The last decades have witnessed important changes in governmental regulation of various sectors of the economy. This has often been described as a process of deregulation. However, in recent years it has become common to see this development as a change in the form of regulation. The reason for this being that nothing indicates that governmental regulation has become less important, or less extensive.

In general, these changes may be characterised as a shift from a direct to an indirect form of regulation. The new form of regulation is based on the regulated actors own capacities – their routines and procedures for managing risk, and their systems of internal control.

            In this paper, this development is empirically demonstrated by the case of financial regulation in Norway.

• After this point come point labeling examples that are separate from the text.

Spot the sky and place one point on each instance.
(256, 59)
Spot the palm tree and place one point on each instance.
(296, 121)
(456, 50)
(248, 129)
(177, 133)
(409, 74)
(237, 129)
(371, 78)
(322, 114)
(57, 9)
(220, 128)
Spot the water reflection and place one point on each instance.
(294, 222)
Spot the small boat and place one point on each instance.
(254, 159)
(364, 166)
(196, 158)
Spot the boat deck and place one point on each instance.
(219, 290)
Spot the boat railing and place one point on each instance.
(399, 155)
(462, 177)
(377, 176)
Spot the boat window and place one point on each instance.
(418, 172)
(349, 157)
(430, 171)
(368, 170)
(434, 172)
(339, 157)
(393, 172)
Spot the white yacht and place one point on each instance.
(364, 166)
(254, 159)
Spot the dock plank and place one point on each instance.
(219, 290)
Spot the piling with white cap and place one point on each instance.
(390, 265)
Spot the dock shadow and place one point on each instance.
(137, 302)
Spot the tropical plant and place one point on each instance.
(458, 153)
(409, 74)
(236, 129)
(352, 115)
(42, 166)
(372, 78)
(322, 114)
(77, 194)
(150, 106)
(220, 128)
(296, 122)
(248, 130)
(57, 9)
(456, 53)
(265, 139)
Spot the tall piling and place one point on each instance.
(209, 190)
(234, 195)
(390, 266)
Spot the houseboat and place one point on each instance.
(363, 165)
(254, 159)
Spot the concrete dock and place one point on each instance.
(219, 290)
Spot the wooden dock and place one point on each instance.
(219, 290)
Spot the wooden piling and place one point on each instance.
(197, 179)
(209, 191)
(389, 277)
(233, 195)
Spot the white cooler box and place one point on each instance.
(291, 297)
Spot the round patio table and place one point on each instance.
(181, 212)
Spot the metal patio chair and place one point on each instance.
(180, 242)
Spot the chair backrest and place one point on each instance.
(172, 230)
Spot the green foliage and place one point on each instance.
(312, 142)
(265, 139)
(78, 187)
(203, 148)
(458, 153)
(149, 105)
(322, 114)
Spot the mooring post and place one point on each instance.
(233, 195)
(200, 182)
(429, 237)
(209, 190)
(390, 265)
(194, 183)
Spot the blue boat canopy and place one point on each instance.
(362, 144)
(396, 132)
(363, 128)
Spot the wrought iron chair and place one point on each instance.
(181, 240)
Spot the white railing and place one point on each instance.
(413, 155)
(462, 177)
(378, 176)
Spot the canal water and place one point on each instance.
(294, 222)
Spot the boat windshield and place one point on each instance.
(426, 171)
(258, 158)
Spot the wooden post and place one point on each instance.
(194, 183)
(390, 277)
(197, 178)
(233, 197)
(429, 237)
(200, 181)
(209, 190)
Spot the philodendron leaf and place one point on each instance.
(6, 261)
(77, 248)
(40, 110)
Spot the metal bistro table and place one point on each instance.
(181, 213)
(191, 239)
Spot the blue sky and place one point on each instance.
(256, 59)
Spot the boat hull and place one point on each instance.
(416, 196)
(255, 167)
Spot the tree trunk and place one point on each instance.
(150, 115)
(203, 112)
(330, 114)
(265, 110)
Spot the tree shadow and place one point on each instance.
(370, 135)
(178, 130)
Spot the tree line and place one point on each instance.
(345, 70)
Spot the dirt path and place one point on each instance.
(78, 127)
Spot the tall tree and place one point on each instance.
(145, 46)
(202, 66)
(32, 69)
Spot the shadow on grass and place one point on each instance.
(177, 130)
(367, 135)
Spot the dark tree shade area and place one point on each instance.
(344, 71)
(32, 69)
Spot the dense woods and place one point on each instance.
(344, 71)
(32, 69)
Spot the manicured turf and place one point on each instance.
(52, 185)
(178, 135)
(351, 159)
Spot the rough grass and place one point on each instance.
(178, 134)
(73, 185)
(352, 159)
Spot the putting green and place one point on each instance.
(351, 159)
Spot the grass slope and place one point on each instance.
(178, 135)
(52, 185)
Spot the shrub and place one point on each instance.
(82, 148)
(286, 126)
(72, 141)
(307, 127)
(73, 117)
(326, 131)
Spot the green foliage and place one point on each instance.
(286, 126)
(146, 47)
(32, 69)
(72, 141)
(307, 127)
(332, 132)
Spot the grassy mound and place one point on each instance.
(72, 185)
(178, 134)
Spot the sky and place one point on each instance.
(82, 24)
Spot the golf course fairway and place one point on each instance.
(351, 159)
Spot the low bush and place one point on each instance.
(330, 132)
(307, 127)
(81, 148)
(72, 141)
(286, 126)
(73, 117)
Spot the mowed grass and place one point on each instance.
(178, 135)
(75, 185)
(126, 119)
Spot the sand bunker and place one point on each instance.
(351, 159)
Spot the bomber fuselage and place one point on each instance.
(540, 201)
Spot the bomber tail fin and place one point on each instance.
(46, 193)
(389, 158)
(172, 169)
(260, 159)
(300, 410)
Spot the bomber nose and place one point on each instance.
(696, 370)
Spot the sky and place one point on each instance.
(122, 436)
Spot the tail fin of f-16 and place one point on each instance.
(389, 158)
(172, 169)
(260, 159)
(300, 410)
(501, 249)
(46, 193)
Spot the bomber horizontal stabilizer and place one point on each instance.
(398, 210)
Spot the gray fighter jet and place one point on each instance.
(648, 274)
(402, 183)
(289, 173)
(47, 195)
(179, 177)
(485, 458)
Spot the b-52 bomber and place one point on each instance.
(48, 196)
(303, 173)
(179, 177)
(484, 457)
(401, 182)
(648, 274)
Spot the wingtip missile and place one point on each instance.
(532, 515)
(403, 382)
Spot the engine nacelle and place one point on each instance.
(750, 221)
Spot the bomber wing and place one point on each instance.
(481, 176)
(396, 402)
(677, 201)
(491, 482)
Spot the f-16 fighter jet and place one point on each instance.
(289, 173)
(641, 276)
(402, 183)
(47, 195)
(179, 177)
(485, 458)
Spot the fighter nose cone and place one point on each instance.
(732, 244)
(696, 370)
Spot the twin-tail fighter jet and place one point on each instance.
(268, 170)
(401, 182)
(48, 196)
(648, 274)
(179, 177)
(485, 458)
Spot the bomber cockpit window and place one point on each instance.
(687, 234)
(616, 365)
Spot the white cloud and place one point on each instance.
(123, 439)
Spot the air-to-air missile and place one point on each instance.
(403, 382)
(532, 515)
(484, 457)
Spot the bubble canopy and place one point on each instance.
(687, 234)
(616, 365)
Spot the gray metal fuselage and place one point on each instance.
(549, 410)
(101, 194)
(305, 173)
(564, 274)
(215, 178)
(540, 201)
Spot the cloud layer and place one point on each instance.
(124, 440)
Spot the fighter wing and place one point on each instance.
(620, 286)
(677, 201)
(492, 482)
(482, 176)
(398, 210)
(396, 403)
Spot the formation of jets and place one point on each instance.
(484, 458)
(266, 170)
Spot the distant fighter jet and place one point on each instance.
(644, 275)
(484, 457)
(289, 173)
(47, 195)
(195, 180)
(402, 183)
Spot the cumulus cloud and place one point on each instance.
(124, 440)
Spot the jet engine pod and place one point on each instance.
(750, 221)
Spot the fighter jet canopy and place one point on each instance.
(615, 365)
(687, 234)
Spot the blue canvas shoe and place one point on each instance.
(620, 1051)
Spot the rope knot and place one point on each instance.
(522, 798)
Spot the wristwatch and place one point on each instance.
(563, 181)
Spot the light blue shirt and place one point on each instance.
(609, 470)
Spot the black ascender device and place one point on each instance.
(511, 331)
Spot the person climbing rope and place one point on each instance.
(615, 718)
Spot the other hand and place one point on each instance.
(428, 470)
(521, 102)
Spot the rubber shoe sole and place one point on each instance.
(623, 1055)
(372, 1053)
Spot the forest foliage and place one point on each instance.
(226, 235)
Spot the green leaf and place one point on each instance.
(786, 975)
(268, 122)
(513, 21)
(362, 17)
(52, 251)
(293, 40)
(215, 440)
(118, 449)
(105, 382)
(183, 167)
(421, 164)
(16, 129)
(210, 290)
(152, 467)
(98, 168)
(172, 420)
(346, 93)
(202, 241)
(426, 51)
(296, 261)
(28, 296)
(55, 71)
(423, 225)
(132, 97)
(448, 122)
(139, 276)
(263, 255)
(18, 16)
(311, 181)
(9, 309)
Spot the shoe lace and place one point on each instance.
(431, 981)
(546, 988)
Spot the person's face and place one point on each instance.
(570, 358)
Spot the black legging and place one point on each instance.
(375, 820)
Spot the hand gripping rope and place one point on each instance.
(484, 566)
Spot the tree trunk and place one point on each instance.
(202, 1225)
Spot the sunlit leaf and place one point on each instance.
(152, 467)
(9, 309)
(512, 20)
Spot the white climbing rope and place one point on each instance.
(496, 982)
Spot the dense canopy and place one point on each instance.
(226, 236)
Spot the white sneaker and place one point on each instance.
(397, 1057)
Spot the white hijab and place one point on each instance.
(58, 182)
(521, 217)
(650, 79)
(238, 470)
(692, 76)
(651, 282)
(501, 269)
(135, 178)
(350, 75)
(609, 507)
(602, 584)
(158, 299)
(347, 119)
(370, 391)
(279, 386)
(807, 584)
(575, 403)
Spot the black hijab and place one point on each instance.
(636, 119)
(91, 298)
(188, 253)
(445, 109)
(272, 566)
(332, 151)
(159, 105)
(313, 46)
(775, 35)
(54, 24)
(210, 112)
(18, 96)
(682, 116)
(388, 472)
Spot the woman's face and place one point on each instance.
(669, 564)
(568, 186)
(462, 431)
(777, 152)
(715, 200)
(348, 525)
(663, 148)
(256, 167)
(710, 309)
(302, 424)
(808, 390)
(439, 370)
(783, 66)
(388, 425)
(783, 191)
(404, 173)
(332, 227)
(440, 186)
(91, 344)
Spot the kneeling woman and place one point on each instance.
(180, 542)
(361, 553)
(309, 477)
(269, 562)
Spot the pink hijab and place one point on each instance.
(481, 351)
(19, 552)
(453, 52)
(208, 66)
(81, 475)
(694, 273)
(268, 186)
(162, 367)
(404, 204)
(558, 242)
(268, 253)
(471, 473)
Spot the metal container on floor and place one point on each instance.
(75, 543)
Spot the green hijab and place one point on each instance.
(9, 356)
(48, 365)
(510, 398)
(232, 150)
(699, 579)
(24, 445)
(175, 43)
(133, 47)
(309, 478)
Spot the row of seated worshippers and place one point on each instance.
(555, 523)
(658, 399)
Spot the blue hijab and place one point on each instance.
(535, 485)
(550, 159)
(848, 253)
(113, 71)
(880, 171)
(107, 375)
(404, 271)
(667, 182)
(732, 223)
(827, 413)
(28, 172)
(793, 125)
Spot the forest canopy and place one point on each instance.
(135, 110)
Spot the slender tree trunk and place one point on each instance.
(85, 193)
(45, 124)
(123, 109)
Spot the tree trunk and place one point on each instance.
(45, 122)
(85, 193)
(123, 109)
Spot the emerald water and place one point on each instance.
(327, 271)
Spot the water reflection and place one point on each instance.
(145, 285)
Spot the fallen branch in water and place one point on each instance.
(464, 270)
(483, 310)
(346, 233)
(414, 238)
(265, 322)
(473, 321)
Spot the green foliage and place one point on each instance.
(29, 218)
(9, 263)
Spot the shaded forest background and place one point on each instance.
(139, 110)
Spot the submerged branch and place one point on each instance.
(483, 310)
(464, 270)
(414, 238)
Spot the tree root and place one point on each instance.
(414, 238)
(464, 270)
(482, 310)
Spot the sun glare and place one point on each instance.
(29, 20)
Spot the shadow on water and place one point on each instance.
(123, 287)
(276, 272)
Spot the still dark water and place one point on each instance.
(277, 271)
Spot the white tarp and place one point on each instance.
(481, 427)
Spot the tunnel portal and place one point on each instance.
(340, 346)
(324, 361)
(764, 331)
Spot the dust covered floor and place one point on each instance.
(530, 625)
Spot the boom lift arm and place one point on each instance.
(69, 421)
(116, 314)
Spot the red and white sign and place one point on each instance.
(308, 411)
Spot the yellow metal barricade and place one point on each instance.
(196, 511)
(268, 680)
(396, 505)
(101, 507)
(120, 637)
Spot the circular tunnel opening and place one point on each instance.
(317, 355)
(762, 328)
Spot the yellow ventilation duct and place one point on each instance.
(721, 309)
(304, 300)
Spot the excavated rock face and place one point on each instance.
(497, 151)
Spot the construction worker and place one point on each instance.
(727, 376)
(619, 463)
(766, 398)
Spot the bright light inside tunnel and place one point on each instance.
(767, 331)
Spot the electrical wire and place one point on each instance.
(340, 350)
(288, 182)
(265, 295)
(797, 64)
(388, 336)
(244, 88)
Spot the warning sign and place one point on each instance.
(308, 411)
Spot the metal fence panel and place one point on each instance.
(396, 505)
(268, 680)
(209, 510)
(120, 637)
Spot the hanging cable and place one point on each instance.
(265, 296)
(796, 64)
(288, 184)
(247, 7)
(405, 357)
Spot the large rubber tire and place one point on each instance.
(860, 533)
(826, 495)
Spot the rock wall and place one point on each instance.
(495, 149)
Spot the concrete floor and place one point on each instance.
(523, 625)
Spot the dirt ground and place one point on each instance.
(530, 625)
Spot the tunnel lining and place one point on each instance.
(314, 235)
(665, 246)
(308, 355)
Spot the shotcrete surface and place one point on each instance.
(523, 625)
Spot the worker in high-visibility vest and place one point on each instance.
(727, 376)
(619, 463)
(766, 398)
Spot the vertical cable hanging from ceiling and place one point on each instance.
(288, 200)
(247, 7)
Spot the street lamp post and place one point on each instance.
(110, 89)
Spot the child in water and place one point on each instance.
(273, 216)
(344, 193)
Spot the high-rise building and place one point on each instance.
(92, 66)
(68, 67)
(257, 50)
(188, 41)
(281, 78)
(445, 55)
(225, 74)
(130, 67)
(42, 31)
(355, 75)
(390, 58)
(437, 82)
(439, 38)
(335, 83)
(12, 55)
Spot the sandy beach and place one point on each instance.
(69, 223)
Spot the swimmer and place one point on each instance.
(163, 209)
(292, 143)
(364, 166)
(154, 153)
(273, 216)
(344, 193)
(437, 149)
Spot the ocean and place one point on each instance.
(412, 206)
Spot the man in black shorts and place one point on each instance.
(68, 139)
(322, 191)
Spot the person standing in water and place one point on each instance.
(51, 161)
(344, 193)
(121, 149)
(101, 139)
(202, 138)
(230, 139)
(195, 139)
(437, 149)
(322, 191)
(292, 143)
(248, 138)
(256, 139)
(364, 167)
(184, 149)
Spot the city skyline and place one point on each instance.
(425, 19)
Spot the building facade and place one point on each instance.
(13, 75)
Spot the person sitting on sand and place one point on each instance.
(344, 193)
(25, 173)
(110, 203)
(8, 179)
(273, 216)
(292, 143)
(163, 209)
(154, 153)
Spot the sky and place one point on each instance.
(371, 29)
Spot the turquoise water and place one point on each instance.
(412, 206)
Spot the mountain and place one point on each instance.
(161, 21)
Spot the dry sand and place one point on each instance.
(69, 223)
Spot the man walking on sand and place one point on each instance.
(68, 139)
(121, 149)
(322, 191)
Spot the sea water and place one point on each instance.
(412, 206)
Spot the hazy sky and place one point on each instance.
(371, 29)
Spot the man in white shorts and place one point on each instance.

            Networks may be seen as an important aspect of this new type of regulation. Relations between the regulators and the regulated may be important in facilitating any kind of regulation, but it is argued that it is of particular importance for this new form of regulation. This kind of regulation requires a more deliberative strategy on the part of the regulatory agencies, because of the greater reliance on the regulated actor’s own capacities. Hence networks, as an infrastructure for deliberation, is of increasing importance.

            Despite the fact that the importance of networks often is emphasized, there are few sociological network analyses in studies of governmental regulation. In this paper, analyses of networks in the financial sector in Norway between 1980 and 1995, is presented. It is argued that the structure of the networks increasingly seems well suited for the new form of regulation.

            Theoretically, based on sociological network theory, it is argued that the new form of regulation may be characterised as a weak regulation, but that is has certain strengths.